After securing her position, it was necessary to return home before entering upon her duties. She sought the intervention of the colonel. He went to the local superintendent, who sent orders along the line over three roads which gave her admission to the ladies’ car, both on her way home and on her return. She proved a splendid teacher and noble woman, and the colonel is proud to have championed her cause, when to do so was unpopular.

The same colonel is now wielding a great influence in the South in favor of negro education, and recently, both in his paper and at a public meeting, has expressed thanks to the A. M. A. for work it has been doing in the South.

The influences multiply and reach out in every direction, which are destined soon to bring a total and wholesome change of sentiment, North and South.
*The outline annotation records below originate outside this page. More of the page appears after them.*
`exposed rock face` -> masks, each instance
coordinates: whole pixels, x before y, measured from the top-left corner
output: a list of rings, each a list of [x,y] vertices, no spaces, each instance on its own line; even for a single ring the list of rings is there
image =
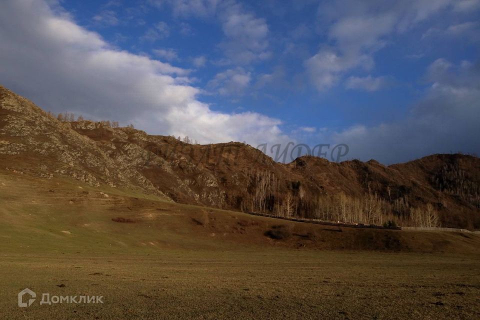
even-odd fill
[[[240,142],[188,144],[132,128],[60,122],[0,86],[0,170],[6,168],[184,203],[364,223],[432,224],[413,210],[427,212],[430,204],[444,226],[480,228],[476,157],[434,155],[390,166],[312,156],[279,164]]]

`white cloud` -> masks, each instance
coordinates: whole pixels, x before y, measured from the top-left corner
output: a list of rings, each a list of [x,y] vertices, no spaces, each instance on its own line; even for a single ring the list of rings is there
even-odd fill
[[[212,111],[188,71],[118,50],[41,0],[6,0],[0,10],[2,84],[54,112],[108,119],[201,142],[286,138],[280,122]],[[234,82],[245,83],[242,75]],[[246,82],[248,81],[246,81]]]
[[[373,92],[384,88],[387,82],[387,78],[384,76],[375,78],[370,75],[366,77],[350,76],[346,80],[345,86],[348,89]]]
[[[116,26],[118,24],[116,14],[112,10],[104,10],[92,18],[96,23],[104,26]]]
[[[480,8],[480,0],[458,0],[454,4],[456,11],[468,12]]]
[[[342,56],[330,49],[320,50],[304,62],[312,82],[320,91],[336,85],[342,72],[358,67],[368,70],[373,64],[372,60],[368,56]]]
[[[153,28],[149,28],[140,38],[142,41],[155,42],[160,39],[168,38],[170,36],[170,28],[162,21],[158,22]]]
[[[204,56],[200,56],[193,58],[192,60],[194,66],[198,68],[205,66],[206,64],[206,58]]]
[[[250,86],[251,80],[250,73],[238,67],[217,74],[208,86],[220,94],[240,96]]]
[[[268,59],[268,27],[264,19],[246,10],[234,0],[152,0],[154,6],[163,8],[170,5],[175,16],[218,18],[225,40],[218,44],[224,50],[224,65],[248,64]]]
[[[242,64],[268,58],[268,28],[264,19],[244,12],[238,5],[228,8],[222,18],[228,40],[220,44],[226,56]]]
[[[328,134],[350,148],[349,157],[376,158],[386,164],[434,153],[480,154],[480,65],[456,66],[438,59],[428,68],[432,83],[426,96],[397,122],[354,126]]]
[[[366,62],[372,65],[373,54],[388,44],[392,34],[404,32],[458,5],[455,0],[394,0],[385,4],[383,0],[322,3],[320,23],[332,46],[326,52],[320,48],[304,64],[319,90],[334,85],[345,73]]]
[[[171,48],[168,49],[154,49],[154,53],[158,56],[163,58],[168,61],[179,60],[176,50]]]
[[[301,126],[299,128],[302,131],[310,134],[312,134],[316,131],[316,128],[313,126]]]

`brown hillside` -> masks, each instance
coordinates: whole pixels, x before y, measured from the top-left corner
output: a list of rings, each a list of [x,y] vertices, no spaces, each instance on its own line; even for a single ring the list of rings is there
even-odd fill
[[[386,166],[302,156],[283,164],[240,142],[188,144],[104,122],[62,122],[1,86],[0,170],[282,216],[480,228],[476,157],[435,154]]]

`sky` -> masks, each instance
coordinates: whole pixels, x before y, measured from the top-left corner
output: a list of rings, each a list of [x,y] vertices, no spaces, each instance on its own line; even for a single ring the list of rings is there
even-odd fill
[[[479,48],[480,0],[0,2],[0,84],[42,108],[286,162],[480,154]]]

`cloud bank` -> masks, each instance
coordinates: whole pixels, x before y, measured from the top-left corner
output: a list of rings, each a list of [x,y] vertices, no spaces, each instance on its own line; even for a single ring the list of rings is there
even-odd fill
[[[244,25],[247,18],[238,22]],[[158,25],[154,38],[167,36],[166,30]],[[0,46],[0,82],[52,112],[132,122],[150,134],[188,135],[201,143],[288,138],[278,119],[212,110],[198,100],[188,70],[115,48],[56,2],[2,2],[0,42],[7,44]]]

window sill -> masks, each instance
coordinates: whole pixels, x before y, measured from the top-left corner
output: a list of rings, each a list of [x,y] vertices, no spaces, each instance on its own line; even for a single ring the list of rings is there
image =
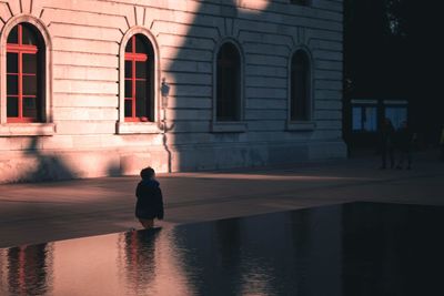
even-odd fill
[[[314,121],[291,121],[286,123],[287,131],[313,131],[315,127]]]
[[[158,134],[162,131],[157,122],[118,122],[117,134]]]
[[[246,132],[245,122],[213,122],[211,126],[213,133],[244,133]]]
[[[53,135],[54,123],[4,123],[0,124],[0,136]]]

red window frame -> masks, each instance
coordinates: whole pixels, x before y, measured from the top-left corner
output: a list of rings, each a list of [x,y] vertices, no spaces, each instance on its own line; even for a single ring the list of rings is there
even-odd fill
[[[144,63],[143,67],[147,67],[147,61],[148,61],[148,54],[147,52],[137,52],[137,48],[135,48],[135,39],[137,39],[137,34],[132,35],[131,39],[128,42],[132,42],[132,49],[131,52],[125,51],[124,54],[124,60],[125,61],[130,61],[131,62],[131,74],[128,76],[127,73],[124,73],[124,80],[125,81],[131,81],[131,96],[127,96],[124,98],[124,101],[131,101],[131,116],[127,116],[127,114],[124,115],[125,121],[127,122],[145,122],[145,121],[150,121],[149,119],[149,112],[145,111],[145,115],[144,116],[137,116],[137,81],[144,81],[147,85],[147,81],[148,81],[148,76],[151,74],[149,71],[147,71],[147,76],[145,78],[137,78],[137,63]],[[143,90],[143,92],[145,93],[145,95],[148,96],[148,90],[147,88]],[[149,103],[149,99],[145,96],[147,100],[147,104]],[[123,108],[125,106],[125,104],[123,105]]]
[[[8,75],[17,75],[18,76],[18,92],[17,94],[7,94],[7,100],[8,96],[17,98],[18,100],[18,116],[12,118],[8,116],[7,122],[8,123],[27,123],[27,122],[38,122],[39,121],[39,113],[41,112],[38,106],[36,106],[36,118],[27,118],[23,115],[23,99],[30,98],[37,100],[38,95],[37,94],[23,94],[23,76],[36,76],[36,81],[38,81],[38,73],[36,70],[36,73],[23,73],[23,54],[38,54],[39,48],[38,45],[31,45],[31,44],[23,44],[23,24],[19,23],[17,24],[18,27],[18,33],[17,33],[17,39],[18,43],[7,43],[7,57],[8,53],[17,53],[18,54],[18,73],[13,72],[7,72],[7,78]],[[36,40],[38,40],[38,37],[36,35]],[[39,63],[39,58],[36,57],[37,62]],[[7,60],[7,63],[10,62]],[[39,89],[39,86],[37,86]],[[40,99],[41,100],[41,99]],[[36,102],[38,104],[38,102]]]

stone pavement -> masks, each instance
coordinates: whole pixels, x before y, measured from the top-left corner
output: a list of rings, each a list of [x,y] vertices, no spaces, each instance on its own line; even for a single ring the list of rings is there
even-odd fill
[[[444,205],[444,163],[416,153],[413,170],[377,170],[376,155],[280,167],[160,174],[168,227],[352,201]],[[140,228],[139,177],[0,185],[0,247]]]

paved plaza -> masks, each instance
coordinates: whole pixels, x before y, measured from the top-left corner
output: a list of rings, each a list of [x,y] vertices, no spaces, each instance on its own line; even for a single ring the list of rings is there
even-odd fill
[[[434,150],[413,170],[379,170],[374,154],[280,167],[160,174],[168,227],[352,201],[444,205],[444,163]],[[0,185],[0,247],[140,228],[138,176]]]

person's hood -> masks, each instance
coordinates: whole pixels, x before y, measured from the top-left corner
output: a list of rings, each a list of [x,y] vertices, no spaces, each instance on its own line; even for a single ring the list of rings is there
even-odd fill
[[[159,182],[157,180],[142,180],[142,184],[149,187],[159,187]]]

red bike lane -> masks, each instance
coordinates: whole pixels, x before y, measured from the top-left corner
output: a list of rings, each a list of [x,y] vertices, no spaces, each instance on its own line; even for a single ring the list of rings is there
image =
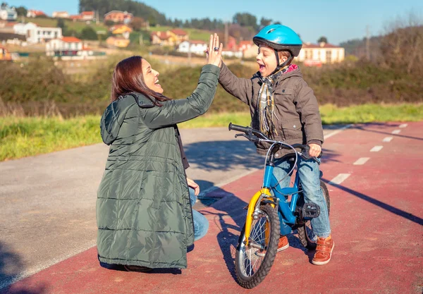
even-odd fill
[[[278,253],[259,286],[246,290],[237,284],[233,258],[245,221],[243,208],[260,187],[259,171],[208,195],[224,197],[200,210],[210,221],[209,231],[188,253],[187,269],[106,269],[99,265],[93,247],[0,293],[422,293],[423,122],[400,125],[354,125],[324,145],[321,169],[336,244],[326,266],[312,264],[313,252],[291,234],[290,247]],[[400,132],[393,134],[396,130]],[[391,140],[384,142],[387,137]],[[364,164],[354,164],[362,158],[368,158]],[[337,176],[345,180],[329,183]]]

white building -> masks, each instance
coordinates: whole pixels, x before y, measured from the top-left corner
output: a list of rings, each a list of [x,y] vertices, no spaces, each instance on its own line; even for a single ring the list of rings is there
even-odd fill
[[[54,18],[69,18],[69,13],[67,11],[54,11],[52,16]]]
[[[319,44],[305,43],[298,59],[305,65],[320,66],[322,63],[334,63],[345,59],[345,51],[343,47],[321,42]]]
[[[223,49],[222,50],[222,56],[236,57],[238,59],[242,59],[243,56],[243,54],[242,51],[233,50],[229,49]]]
[[[82,50],[82,41],[75,37],[53,39],[46,44],[46,54],[53,56],[55,52],[78,51]],[[76,52],[75,52],[76,54]]]
[[[0,19],[3,20],[16,20],[18,13],[14,7],[9,7],[7,4],[1,4],[0,6]]]
[[[94,51],[75,37],[54,39],[46,44],[46,55],[62,60],[98,59],[106,58],[105,52]]]
[[[183,53],[194,53],[198,55],[204,55],[206,49],[207,49],[207,44],[203,41],[184,41],[179,44],[178,47],[178,52]]]
[[[13,26],[15,34],[26,37],[28,43],[44,43],[52,39],[62,37],[61,27],[39,27],[32,23],[18,23]]]
[[[36,18],[37,16],[46,16],[46,13],[35,9],[29,9],[27,11],[27,18]]]

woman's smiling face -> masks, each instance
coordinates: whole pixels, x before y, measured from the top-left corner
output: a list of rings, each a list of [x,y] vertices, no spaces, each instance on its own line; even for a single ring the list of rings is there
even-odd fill
[[[162,94],[163,88],[159,83],[159,72],[152,68],[150,63],[145,59],[142,60],[142,77],[145,85],[150,90]]]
We have received the proceedings of the Colored Men’s State Immigration Convention, held in Dallas, Texas, the latter part of February. An association was formed whose object is to locate colonies of colored people on Government lands in that State. Mr. S. H. Smothers, editor of the Baptist Journal, of Dallas, said in his address, as explanatory of the Exodus movement among his people, what seems to have escaped the attention of the Senate Exodus Committee, that the negro may act from the same motives that influence white men. His address is full of good common sense, as the following may show:

“Only a few weeks ago, in a conversation with a colored immigrant from Georgia, I asked him why he left that State and came to Texas. He replied that a great many of his white neighbors were moving to Texas, and he thought that whatever was good for them would be good for him.

“Much has been said in regard to the wrongs and oppressions of which our people complain. While, doubtless, there is some ground for their complaint, their hardships, in my opinion, are more the result of their illiterate condition than all things else. If a class of white laborers were as illiterate as our people, they would be equally oppressed as are the Irish tenants to-day. Capitalists look out for their own interest, and will, if they can, oppress one man, be his color what it may, as soon as another. We should remember that knowledge is power and ignorance is weakness. The protection which we most need is the power which education and property give. For my own part, all I ask of any man is an equal chance, and then if he can outstrip me in the race of life, let him do it.”